How Climate Injustice Changed My Life


Credit: Grace A.

“But, Mom, I’m scared! I don’t want to talk to a random stranger!” The little girl buried her face in her mom’s shirt as she shook with waves of anxiety. She turned around to watch her friends run through the streets, occasionally stopping to ask someone to fill out their survey. She didn’t know what was wrong with her. She was so excited for this until she actually had to talk to someone that she didn’t know. 

“Hera, this is part of the assignment. How about you go with your friend? She can talk to the first person, and then you can talk to the next.” 

She thought about it, and then started to hesitantly walk towards her friend.

But, wait, let me explain. This might seem like a normal story of an anxious little girl, but in reality, this little girl was me, and this was the day that changed my life altogether.

Ever since I was little, like many other children, I had always bounced between different ideas of jobs that I wanted to do. I wanted to do the classic ones, like being an astronaut or being a chef. I also wanted to do dangerous jobs, like being a spy. Though I had lots of ideas, I never stuck to one entirely. I only wanted to be an astronaut for a few months; I was turned off by the idea that I might get stuck in space if my rocket broke. I didn’t want to be a spy after I learned that I might need to hurt people. I didn’t want to be a chef after I learned I might need to work seven days a week. However, this day was the day that little me would find her dream job. A scientist. 

As I remember, we were just starting unit three in our science class. I was living in the small city of Ottawa, Canada, my class consisted of four people, and my teacher was my mom. Today, we were going to learn about climate change. Before this day, I had never even heard of the term. At the start of class, my mom- or teacher- gave us a lesson on what climate change was. In the second half of class, we were going to go out into the street to ask people how they got to work. We wanted to learn about how transportation contributed to climate change. 

After we went back to our classroom, my classmates and I started to learn how to plot our data into a chart. We’d found that most people drove their car to work, while the least amount of people walked. For some reason, analyzing our data sparked interest in my young mind. I was immediately hooked on the topic. Being someone who loved nature, I was so worried about the effects that climate change would have.

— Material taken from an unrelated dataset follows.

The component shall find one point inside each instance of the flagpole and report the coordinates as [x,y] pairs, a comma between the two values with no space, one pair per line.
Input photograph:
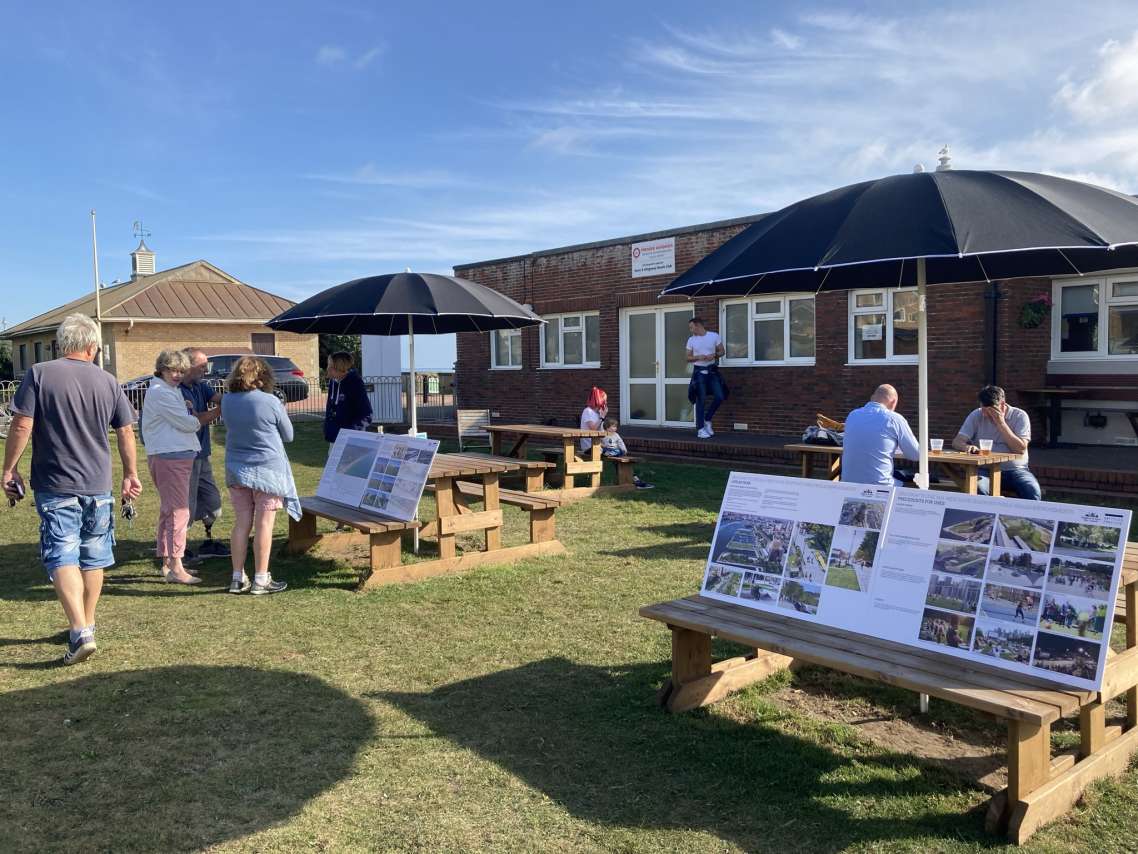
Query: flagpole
[98,296]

Even after class ended, I kept asking my mom about global warming and climate change. I watched videos about it, and even read a few articles. Even I was surprised by my own behavior. At that moment, third grade me made a promise to myself. I would work hard to become a scientist and one day be part of the cause to help stop climate change.

I’m now in ninth grade, yet I’m still as passionate about this topic as I was six years ago. Since then, I’ve moved countries, and went to many other schools. Over these past years, I’ve learned a lot. I’ve done research projects, speeches, and essays devoted to climate change. I try to educate all my friends and family about it, and I try to spread the word. Not many people that I’ve spoken to that are my age really know what Climate change really is, because it is not usually taught in schools. Because of this, there are many people who don’t listen to me, but I try not to get discouraged, because I know that there are so many more who will. Perhaps I’m being naïve, but I know that part of little me’s determination is still inside me today, and I hope that one day, I can fulfill my promise and make her proud.